Here’s how it works. In determining the salaries of their CEOs, most boards of private foundations follow the guidelines provided by the federal government. First, the foundation sets up an executive compensation committee to examine what to pay its CEO. That committee returns a recommendation of a fair salary for the position. As part of determining that number, the compensation committee surveys similar organizations to see what the going rate is.
So let’s imagine, again, that we’re talking about a billion-dollar private foundation, and let’s say it’s based in the Midwest. The compensation committee surveys the other billion-dollar foundations based in the Midwest, of which there aren’t very many, to develop a salary range for the CEO position. The committee ascertains the range, and then, because the committee members and the board like their CEO, they decide to pay him or her at the top of the range, or even a little bit higher. They are not alone in doing this, because in subsequent months, the compensation committees for the other foundations will be similarly susceptible to what some HR specialists call the Lake Wobegon Effect, “where all CEOs are above average.” So if the range of salaries initially is $600,000 to $700,000, most of the foundations will decide to pay their CEOs $700,000 to $750,000. Consequently the salary range and the average compensation get ratcheted up the next year. And the next.

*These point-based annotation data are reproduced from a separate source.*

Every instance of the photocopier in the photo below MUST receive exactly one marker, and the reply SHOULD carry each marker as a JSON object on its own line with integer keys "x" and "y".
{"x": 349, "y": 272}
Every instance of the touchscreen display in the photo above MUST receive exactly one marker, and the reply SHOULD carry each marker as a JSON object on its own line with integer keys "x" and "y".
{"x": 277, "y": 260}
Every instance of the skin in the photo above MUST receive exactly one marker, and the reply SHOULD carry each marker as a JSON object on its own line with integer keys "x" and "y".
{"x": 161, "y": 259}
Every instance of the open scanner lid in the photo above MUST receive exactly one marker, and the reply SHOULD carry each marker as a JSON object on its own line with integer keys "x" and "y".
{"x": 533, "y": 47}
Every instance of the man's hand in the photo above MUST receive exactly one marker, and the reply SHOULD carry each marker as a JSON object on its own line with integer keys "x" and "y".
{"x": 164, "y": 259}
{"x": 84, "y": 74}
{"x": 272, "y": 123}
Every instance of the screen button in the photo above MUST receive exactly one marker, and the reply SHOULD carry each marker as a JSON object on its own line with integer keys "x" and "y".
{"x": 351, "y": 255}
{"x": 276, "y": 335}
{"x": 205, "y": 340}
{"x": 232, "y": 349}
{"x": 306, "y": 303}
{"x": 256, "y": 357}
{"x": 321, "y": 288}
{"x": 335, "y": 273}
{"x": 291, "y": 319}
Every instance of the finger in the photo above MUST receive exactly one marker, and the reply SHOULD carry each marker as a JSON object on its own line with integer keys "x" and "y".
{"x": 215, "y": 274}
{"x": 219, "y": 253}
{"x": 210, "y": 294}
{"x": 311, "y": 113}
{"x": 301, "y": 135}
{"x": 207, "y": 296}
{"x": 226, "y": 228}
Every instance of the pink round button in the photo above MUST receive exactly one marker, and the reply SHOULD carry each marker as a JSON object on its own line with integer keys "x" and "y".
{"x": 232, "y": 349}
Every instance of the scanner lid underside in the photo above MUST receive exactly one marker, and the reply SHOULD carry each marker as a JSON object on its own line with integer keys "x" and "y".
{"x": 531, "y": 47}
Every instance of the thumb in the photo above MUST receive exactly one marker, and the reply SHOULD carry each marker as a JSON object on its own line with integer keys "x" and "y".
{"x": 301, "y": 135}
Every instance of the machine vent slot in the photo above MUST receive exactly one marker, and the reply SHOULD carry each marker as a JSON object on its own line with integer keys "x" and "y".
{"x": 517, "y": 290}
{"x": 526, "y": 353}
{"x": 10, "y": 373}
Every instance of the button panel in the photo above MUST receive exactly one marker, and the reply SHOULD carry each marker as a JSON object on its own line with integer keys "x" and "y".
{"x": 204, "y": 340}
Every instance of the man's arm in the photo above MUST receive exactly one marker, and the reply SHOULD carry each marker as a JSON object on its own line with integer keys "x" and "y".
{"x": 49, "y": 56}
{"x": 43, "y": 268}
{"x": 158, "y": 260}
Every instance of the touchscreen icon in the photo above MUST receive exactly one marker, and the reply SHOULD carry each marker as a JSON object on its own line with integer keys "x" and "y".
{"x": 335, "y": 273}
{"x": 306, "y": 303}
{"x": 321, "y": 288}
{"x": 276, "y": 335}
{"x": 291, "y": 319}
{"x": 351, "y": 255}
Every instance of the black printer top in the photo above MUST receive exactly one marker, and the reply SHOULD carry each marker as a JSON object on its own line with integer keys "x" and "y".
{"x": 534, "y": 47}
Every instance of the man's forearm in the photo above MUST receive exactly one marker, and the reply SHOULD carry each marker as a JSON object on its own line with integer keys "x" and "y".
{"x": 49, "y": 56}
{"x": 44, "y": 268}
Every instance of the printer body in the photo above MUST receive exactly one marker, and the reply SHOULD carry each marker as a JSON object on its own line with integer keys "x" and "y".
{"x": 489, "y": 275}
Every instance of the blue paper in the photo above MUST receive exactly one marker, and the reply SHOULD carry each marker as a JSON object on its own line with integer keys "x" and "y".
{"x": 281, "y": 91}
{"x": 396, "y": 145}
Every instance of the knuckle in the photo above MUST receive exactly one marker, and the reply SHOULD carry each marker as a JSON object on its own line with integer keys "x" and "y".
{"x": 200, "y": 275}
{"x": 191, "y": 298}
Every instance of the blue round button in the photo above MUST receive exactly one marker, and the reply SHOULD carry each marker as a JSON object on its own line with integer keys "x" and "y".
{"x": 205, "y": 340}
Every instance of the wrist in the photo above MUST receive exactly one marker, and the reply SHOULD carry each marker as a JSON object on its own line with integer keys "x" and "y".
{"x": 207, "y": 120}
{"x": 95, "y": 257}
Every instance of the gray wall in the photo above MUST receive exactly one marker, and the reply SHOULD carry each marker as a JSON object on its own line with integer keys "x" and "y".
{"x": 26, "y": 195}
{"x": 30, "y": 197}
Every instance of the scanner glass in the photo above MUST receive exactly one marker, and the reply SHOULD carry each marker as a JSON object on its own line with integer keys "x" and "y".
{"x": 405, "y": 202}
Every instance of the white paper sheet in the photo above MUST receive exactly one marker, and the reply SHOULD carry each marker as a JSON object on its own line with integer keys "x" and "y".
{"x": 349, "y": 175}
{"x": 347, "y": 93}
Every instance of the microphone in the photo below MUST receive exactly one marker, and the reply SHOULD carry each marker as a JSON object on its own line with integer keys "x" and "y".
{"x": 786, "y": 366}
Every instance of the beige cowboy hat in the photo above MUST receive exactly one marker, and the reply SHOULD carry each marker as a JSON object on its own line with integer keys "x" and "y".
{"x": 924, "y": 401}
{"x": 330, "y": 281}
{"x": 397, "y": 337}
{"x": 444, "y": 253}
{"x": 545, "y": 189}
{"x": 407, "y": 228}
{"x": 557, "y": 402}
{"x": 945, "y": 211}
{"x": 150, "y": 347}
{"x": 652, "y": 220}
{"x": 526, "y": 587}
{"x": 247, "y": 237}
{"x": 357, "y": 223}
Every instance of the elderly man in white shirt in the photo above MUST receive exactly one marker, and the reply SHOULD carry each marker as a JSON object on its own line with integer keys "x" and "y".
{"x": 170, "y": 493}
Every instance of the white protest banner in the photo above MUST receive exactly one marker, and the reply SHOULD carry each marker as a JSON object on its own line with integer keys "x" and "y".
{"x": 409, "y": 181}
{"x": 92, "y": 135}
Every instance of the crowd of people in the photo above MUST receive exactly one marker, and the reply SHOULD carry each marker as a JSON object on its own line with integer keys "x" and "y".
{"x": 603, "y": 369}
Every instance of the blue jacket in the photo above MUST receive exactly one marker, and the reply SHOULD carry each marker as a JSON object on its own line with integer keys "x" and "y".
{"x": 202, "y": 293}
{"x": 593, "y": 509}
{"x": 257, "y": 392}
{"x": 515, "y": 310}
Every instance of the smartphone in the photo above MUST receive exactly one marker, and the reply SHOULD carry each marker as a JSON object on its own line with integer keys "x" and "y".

All of this is perfectly legal. It’s even considered “best practice.” But the process makes no objective sense. Running a private foundation is a prestigious, interesting, powerful, and, yes, relatively easy job. People would do it for far less than the absurdly high salaries the big foundations pay. I certainly would. Though something tells me that I won’t be given that opportunity.
Alan M. Cantor is principal of Alan Cantor Consulting, which works with nonprofits in the areas of development and governance.